Une légende raconte que Khiva fut fondée par Sem (l’un des fils du personnage biblique Noé) qui y creusa le puits de Keivah. Une autre que Sem, après avoir vu une forteresse en rêve, décida de créer une ville à l’endroit où il avait bu une eau de grande qualité à son réveil. Quoiqu’il en fût, sa situation géographique à la limite du désert du Karakoum a incité ses habitants à développer très tôt un système d’irrigation complexe et d’approvisionnement en eau en exploitant les eaux du fleuve Amou-Daria situé à une quarantaine de kilomètres.
L’ultime étape des caravaniers avant la traversée du désert
Les historiens pensent que la cité a existé dès le Vème siècle avant J.C. et certains prétendent même que le prophète Zoroastre y naquit, celui dont le vrai nom dans l’ Avesta – texte sacré des Zoroastriens – est Zarathoustra. Nietzsche lui offrira une notoriété particulière en Occident avec le livre Ainsi parlait Zarathoustra.
La région fait ensuite partie des empires parthe (247 av. J.-C. à 224 apr. J.-C.) puis sassanide (de 224 à 651). Avant de succomber dans les années 710 à la folie destructrice des conquérants arabes et de leur chef Kouteyba ibn Mouslim . Les savants et intellectuels sont tués, les codex et manuscrits brûlés. Le Khorezm est séparé en deux parties avant d’être réuni en 992 par l’émir ibn Mouhammad. Avec ses descendants, les sciences, la littérature et les arts s’épanouissent. Nous sommes au XIe siècle et la ville attire des savants universellement réputés. Mais la paix ne dure jamais longtemps dans ces régions. Le Khorezm est à nouveau envahit par les Turcs Karakhanides avant d’être pris par deux autres dynasties turques, les Ghaznévides et les Seljoukides. Ultime étape des caravaniers avant la traversée du désert en direction de la Perse, l’oasis de Khiva était stratégique et attirait toutes les convoitises.

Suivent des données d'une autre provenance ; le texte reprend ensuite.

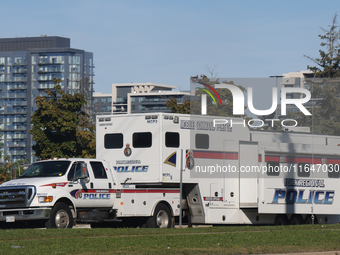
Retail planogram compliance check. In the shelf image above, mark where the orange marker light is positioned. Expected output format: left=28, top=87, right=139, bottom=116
left=45, top=196, right=53, bottom=203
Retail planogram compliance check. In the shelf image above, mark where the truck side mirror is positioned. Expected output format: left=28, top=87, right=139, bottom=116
left=80, top=162, right=90, bottom=183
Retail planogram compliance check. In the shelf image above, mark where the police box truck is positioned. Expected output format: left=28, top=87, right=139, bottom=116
left=0, top=113, right=340, bottom=228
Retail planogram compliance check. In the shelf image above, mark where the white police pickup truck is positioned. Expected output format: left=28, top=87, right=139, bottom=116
left=0, top=158, right=179, bottom=228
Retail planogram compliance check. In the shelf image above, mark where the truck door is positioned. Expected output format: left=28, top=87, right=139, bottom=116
left=239, top=142, right=259, bottom=208
left=67, top=161, right=93, bottom=208
left=90, top=161, right=113, bottom=207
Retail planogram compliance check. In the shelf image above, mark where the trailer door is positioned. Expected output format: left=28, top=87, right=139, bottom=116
left=239, top=142, right=258, bottom=208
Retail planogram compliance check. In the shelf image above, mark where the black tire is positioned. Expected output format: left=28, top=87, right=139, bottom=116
left=289, top=214, right=303, bottom=225
left=274, top=214, right=288, bottom=226
left=45, top=202, right=74, bottom=228
left=146, top=204, right=174, bottom=228
left=304, top=214, right=318, bottom=225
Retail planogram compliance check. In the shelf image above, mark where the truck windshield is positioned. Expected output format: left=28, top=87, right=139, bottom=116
left=19, top=161, right=71, bottom=178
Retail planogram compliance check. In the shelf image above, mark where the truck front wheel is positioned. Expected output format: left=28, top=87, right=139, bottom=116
left=46, top=203, right=73, bottom=228
left=146, top=204, right=173, bottom=228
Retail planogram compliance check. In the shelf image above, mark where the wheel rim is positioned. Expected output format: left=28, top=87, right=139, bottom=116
left=55, top=210, right=70, bottom=228
left=156, top=210, right=169, bottom=228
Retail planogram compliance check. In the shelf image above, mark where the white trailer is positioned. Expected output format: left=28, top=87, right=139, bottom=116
left=96, top=113, right=340, bottom=224
left=0, top=113, right=340, bottom=228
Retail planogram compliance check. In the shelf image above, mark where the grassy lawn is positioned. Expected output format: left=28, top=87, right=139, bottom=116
left=0, top=225, right=340, bottom=254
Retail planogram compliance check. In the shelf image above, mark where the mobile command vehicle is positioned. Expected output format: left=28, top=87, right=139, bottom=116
left=96, top=113, right=340, bottom=225
left=0, top=113, right=340, bottom=228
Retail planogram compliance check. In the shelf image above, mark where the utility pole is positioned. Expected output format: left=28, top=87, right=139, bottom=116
left=269, top=75, right=283, bottom=119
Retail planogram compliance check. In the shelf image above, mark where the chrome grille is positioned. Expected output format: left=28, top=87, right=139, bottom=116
left=0, top=186, right=36, bottom=209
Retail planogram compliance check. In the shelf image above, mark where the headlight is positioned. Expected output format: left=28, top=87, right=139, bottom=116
left=38, top=196, right=53, bottom=203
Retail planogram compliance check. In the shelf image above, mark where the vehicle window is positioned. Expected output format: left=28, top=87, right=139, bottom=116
left=67, top=162, right=88, bottom=181
left=297, top=163, right=310, bottom=177
left=267, top=161, right=280, bottom=176
left=165, top=132, right=179, bottom=148
left=132, top=132, right=152, bottom=148
left=90, top=162, right=107, bottom=179
left=19, top=161, right=71, bottom=178
left=195, top=134, right=209, bottom=149
left=327, top=164, right=340, bottom=178
left=104, top=134, right=124, bottom=149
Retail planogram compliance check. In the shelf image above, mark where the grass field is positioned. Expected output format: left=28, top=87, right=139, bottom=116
left=0, top=225, right=340, bottom=255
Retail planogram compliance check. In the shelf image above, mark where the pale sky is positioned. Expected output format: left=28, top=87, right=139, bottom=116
left=0, top=0, right=340, bottom=93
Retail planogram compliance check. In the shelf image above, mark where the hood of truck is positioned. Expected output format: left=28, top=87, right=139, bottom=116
left=0, top=177, right=68, bottom=187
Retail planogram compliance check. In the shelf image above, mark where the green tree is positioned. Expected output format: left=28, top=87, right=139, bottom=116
left=30, top=79, right=95, bottom=159
left=166, top=75, right=250, bottom=117
left=294, top=14, right=340, bottom=135
left=0, top=156, right=28, bottom=184
left=305, top=14, right=340, bottom=78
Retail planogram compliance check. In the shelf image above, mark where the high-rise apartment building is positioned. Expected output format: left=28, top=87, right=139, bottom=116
left=0, top=36, right=94, bottom=163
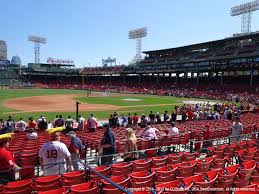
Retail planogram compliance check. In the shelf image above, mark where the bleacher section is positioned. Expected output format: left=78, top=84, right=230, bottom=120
left=0, top=111, right=259, bottom=194
left=81, top=65, right=125, bottom=75
left=125, top=33, right=259, bottom=73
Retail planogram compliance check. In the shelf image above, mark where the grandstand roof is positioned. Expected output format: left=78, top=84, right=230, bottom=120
left=143, top=32, right=259, bottom=54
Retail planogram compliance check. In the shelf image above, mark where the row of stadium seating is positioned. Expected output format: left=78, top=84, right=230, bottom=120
left=81, top=65, right=125, bottom=75
left=0, top=140, right=259, bottom=194
left=6, top=113, right=259, bottom=178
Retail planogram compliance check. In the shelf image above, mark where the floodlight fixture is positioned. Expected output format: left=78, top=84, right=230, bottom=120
left=28, top=36, right=47, bottom=64
left=230, top=0, right=259, bottom=33
left=129, top=27, right=147, bottom=63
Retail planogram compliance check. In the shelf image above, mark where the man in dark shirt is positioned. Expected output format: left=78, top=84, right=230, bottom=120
left=128, top=113, right=133, bottom=127
left=101, top=123, right=116, bottom=165
left=148, top=111, right=156, bottom=125
left=171, top=111, right=177, bottom=122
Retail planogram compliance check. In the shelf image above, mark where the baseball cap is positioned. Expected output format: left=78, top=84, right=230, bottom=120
left=66, top=131, right=76, bottom=136
left=103, top=123, right=110, bottom=128
left=0, top=133, right=13, bottom=142
left=47, top=127, right=65, bottom=135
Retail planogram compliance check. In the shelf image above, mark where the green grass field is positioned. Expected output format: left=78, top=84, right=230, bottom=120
left=0, top=89, right=209, bottom=120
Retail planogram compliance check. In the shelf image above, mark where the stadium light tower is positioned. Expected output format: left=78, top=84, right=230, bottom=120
left=129, top=28, right=147, bottom=63
left=230, top=0, right=259, bottom=33
left=28, top=36, right=47, bottom=64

D’invasions en insurrections
Prise dans les tourments des grandes invasions mongoles, Khiva se retrouve inféodée à l’empire de Gengis Khan en 1220 et est à nouveau détruite. En 1388, Tamerlan (Amir Timour) s’empare de la région. Les Timourides vont régner ici jusqu’à l’arrivée des Chaybanides . Mais en 1512, les conquérants ouzbeks érigent Khiva en un khanat indépendant qui va prospérer jusqu’au XIXe siècle, en tant que centre d’échanges et forteresse protégeant les caravanes. Avec une parenthèse de quelques années lorsque la région tombe en 1740 sous les assauts du conquérant afghan Nadir Shah (fondateur de la dynastie Afcharide qui régna entre 1736 et 1747).

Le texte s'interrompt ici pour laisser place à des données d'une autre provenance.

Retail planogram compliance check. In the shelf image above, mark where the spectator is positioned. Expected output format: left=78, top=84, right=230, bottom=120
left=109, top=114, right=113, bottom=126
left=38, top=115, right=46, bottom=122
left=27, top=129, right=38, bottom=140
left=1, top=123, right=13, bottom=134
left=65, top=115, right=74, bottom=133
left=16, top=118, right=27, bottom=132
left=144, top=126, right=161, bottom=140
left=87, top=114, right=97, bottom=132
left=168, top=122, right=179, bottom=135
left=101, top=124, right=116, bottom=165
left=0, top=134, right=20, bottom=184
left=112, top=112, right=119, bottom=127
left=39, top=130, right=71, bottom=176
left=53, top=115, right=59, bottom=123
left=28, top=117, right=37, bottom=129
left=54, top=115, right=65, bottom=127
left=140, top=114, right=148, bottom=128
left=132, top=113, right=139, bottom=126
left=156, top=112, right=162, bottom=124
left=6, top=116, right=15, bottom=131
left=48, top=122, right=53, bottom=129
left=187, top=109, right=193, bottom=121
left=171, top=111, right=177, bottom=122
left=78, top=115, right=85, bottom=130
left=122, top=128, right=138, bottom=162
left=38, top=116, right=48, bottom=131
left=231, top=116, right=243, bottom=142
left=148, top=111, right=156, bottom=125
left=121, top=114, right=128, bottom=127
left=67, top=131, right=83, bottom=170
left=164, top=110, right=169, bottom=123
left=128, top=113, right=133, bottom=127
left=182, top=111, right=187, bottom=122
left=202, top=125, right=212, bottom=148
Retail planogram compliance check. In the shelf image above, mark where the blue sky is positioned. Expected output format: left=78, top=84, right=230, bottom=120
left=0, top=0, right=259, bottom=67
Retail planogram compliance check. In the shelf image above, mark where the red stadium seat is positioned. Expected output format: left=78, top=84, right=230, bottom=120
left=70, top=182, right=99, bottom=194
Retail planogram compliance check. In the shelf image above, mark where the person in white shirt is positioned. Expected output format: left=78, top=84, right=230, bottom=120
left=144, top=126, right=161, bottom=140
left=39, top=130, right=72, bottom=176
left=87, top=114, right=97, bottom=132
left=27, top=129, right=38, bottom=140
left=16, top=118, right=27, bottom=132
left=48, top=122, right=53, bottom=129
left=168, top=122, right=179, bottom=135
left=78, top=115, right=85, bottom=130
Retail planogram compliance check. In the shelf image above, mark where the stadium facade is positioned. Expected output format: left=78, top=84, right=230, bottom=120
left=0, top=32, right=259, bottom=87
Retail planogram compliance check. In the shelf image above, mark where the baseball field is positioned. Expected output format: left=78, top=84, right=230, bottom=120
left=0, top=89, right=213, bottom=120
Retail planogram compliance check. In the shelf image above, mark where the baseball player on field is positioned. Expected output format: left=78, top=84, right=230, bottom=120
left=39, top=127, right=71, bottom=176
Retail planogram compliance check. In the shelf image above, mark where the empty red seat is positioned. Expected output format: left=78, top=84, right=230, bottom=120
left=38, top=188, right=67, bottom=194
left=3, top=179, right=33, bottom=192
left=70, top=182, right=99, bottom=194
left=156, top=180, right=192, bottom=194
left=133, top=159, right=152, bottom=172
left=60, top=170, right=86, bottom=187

Puis, les Russes soumettent Khiva en 1873 et le khan devient le vassal du Tsar. C’est à cette période que les chemins de fer sont construits pour relier l’Asie centrale à la Russie (le chemin de fer se révèle cent fois plus rentable que la voie des caravanes) et que l’esclavage est aboli. « Avant l’expédition de 1873, Khiva était l’un des principaux marchés d’esclaves de l’Asie : c’est là que les Turkmènes vendaient leurs bandes de captifs, pris ou achetés sur les bords de la Caspienne, sur les plateaux de la Perse, de Herat, de l’Afghanistan. Les esclaves les plus appréciés pour leur force de travail étaient les Russes : chacun valait quatre chameaux » , écrit Elisée Reclus dans la Nouvelle géographie universelle, L’Asie russe (1881). Les historiens russes estiment à près d’un million le nombre de Persans, Russes, Turkmènes qui furent réduits en esclavage et vendus par les khans de Khiva. D’où leur immense richesse !

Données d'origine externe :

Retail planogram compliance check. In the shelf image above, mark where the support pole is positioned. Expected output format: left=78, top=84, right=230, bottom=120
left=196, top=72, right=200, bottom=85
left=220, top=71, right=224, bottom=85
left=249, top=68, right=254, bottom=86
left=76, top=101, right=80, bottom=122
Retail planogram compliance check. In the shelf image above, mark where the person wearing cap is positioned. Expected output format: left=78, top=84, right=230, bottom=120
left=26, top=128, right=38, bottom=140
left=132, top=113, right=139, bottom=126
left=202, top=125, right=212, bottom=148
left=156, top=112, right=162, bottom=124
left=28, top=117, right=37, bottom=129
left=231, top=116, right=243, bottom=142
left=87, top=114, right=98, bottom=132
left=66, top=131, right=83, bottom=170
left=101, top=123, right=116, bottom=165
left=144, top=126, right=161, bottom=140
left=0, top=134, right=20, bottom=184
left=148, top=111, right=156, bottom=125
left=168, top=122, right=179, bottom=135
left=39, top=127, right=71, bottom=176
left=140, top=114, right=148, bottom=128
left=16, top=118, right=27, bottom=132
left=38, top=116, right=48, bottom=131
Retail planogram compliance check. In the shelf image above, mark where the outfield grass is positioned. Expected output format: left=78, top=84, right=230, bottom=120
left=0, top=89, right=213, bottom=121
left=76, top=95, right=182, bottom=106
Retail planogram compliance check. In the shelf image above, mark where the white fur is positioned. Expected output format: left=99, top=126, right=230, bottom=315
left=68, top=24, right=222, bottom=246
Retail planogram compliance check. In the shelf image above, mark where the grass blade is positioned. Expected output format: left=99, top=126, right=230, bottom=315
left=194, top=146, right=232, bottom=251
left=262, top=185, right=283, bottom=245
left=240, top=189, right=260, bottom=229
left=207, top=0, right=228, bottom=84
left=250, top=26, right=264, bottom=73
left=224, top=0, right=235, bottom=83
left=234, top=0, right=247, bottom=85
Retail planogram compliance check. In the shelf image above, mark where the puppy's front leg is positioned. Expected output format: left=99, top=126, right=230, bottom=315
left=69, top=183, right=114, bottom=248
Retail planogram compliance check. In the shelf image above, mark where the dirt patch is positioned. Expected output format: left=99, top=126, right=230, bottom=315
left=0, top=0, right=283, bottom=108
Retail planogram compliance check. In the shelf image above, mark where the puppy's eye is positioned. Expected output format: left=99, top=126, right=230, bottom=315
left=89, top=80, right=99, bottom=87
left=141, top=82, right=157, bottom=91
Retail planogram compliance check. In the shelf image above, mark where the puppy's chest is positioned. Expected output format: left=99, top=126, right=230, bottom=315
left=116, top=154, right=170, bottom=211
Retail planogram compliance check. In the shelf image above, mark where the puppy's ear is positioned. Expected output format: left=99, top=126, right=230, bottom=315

Cependant, les révolutions russes de 1917 modifient la donne. En 1920, le khanat de Khiva et l’émirat de Boukhara vont faire les frais de l’arrivée des bolcheviks qui proclament la création de la République soviétique populaire du Khorezm avec Khiva pour capitale. Des colonies russes se forment sur le territoire des deux monarchies – Khiva et Boukhara. Elles vont par la suite devenir des noyaux de contestations révolutionnaires. En appliquant les principes de la révolution socialiste : nationalisation de tous les biens, émancipation forcée des femmes, limitation des cultes, etc. Conséquence : les bolcheviks se mettent à dos la population et les musulmans. L’insurrection du clergé et du chef turkmène Djounaïd khan entraîne la région dans une guerre sanglante, jusqu’à ce que l’armée Rouge rétablisse l’ordre en 1924.
Une accumulation de chefs-d’œuvre
Khiva est séparée en deux parties : Dichan-Kala, la ville extérieure, et Itchan-Kala, la ville intérieure, retranchée en ses murailles crénelées et ondulantes de briques et de pisé. La plupart des constructions encore debout datent des XVIIe, XVIIIe et XIXe siècles. Un programme de réhabilitation engagé depuis près de quarante ans l’a rendue tellement léchée qu’on a parfois l’impression de se retrouver dans un parc à thèmes.
La ville intérieure est entièrement piétonne et regorge d’échoppes pour touristes. Ici des toques en fourrure, de l’artisanat en bois sculpté, des marionnettes, de la vaisselle en céramique, des tapis, etc. Les places, les monuments, les ruelles composent un paysage urbain plein de charme. Le centre historique comprend plus de 50 monuments et 250 maisons traditionnelles érigées entre le 16e et le 19e siècle.
On va de palais en mosquées, de medersas en caravansérails : une flopée de merveilles dans une ville presque trop parfaite. Avec ses frontons, ses ogives, ses tours recouvertes de majoliques bleues ou vertes.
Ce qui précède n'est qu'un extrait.